In addition, factors which are material for the purpose of assessing the market risks associated with Notes
issued under the Programme are also described below.
Prospective investors should also read the detailed information set out elsewhere in this Base Prospectus and
reach their own views prior to making any investment decision.
FACTORS THAT MAY AFFECT THE ISSUER'S ABILITY TO FULFIL ITS OBLIGATIONS
UNDER NOTES ISSUED UNDER THE PROGRAMME
Regulatory and legislative risk
Regulatory and legislative risk for Snam is closely linked to the regulation of activities in the gas sector. The
relevant directives and laws enacted by the European Union and the Italian government and the resolutions of
the Energy Network and Environmental Regulation Authority ("ARERA") and, more generally, changes to
the regulatory framework may have a significant impact on the Issuer's operating activities, financial position
and economic outcomes. It is not possible to foresee the effect that future changes in legislative and fiscal
policies could have on Snam's business and on the industry sector in which it operates. Considering the
specific nature of its business and the context in which Snam operates, changes to the regulatory context with
regard to criteria for determining reference tariffs may have a significant impact on the Issuer's operations,
results, balance sheet and cash flow and, consequently, affect the Issuer's ability to meet its payments under
the Notes.
Macroeconomic and geo-political risk
Because of the specific nature of the business in which Snam operates, there are also risks associated with
political, social and economic instability in natural gas supplier countries, mainly related to the gas
transportation sector. A large part of the natural gas transported in the Italian national transport network is
imported from or passes through countries included in the MENA area (Middle East and North Africa, in
particular Algeria, Tunisia, Libya and, in TANAP-TAP perspective, Turkey together with States bordering the
Eastern Mediterranean) and in the former Soviet bloc (Russian Federation, Ukraine, and in the future,
Azerbaijan and Georgia), whose national situations are particularly sensitive politically, socially and
economically, crossed by currents of instability or which could constitute future crisis scenarios.
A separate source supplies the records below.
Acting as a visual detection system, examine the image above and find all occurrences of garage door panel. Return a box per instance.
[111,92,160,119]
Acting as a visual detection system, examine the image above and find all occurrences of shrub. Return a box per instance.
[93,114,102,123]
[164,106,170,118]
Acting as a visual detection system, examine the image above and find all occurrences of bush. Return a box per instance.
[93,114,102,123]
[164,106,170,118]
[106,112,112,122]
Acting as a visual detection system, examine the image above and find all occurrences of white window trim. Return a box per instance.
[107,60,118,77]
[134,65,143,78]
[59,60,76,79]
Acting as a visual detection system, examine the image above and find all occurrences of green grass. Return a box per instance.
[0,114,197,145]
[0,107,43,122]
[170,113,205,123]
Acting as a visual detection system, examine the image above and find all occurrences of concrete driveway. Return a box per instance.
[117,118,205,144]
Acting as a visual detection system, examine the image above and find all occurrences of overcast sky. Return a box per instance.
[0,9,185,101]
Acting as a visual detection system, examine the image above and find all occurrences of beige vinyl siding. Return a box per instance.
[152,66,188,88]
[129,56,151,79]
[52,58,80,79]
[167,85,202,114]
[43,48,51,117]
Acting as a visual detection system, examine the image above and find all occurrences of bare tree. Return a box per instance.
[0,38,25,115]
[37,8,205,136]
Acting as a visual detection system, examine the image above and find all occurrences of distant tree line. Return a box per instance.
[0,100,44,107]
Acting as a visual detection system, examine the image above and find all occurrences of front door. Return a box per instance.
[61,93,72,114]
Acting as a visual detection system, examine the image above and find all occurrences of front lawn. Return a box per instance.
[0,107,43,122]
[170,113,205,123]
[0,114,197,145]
In particular, the importation and transit of natural gas from these countries are subject to a wide range of
risks, including: terrorism and common crime, alteration of the political-institutional balance; armed conflicts,
socio-economic and ethno-sectarian tensions; unrest and disturbances, high inflation; volatile exchange rates;
deficient legislation on insolvency and protection of creditors; limits on investment and on the import and
export of goods; increases in taxes and excise duties; forced imposition of contract renegotiations;
nationalisation or renationalisation of assets; changes in trade policies and monetary restrictions.
If a Shipper using the transportation service via Snam's networks cannot procure natural gas from the
aforementioned countries because of said adverse conditions, or in any way suffers from said adverse
conditions, or is consequently unable to fulfil its contractual obligations towards Snam, this could have
negative effects on the Snam Group's operations, results, balance sheet and cash flow, as well as in reference
to its participation in TAP, and, consequently, affect the Issuer's ability to meet its payments under the Notes.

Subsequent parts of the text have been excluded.